Most linguistic annotations in our study were generated automatically utilizing the NLP tool, PyCantonese. However, a portion of the annotations required manual input from native Cantonese speakers. This manual aspect could lead to inconsistencies, potentially affecting subsequent annotations. Specifically, word segmentation tasks were conducted manually by two native speakers of Cantonese. Their manually segmented results were then used to ascertain word frequencies within the reference corpus, namely the Hong Kong Cantonese Corpus (HKCanCor). Notably, discrepancies between human and NLP-segmented results were observed, resulting in several words—707 out of 4473 total stimuli—exhibiting a zero frequency in the corpus.

Analysis bottleneck

Although the GLM is widely employed in fMRI data analysis, there is a noticeable shift towards the adoption of encoding models in naturalistic paradigms. Nonetheless, there is still a need for accurate and systematic approaches to analyze complex, high-dimensional naturalistic fMRI data. Recent progress in machine learning-based methods and the integration of existing computational models has shown promise in improving compatibility with the intricate patterns of neural activity. Hence, we strongly encourage the development of advanced analysis approaches that take into account the various parameters of naturalistic stimuli. This will facilitate a more comprehensive exploration of the LPPHK fMRI-EEG dataset.

Multi-functional analyses

LPPHK fMRI-EEG dataset is a valuable neuroscience resource since it combines neural data from two different modalities. We would like to propose several feasible research possibilities using this dataset. Firstly, owing to its remarkable spatial and temporal resolution, this dataset has the potential to elucidate the complex neural information processing and how it maps across various brain regions.

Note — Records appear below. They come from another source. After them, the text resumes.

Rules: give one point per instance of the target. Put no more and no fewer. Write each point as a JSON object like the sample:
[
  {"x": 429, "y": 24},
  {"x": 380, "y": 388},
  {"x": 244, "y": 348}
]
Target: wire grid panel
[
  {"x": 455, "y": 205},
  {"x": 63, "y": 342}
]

As one part of the current proposed M/EEG-fMRI fusion analytical framework, this dataset can serve as a template for exploring further research possibilities. Secondly, as a dataset featuring an older age group, it offers a valuable resource for comparisons with other age groups, or even populations with specific clinical disorders. Finally, this database provides opportunities for a cross-linguistic analysis. For example, since Cantonese contains abundant inverted sentences and flexible word order, it provides valuable data which could be compared with previous databases such as LPPC-fMRI25.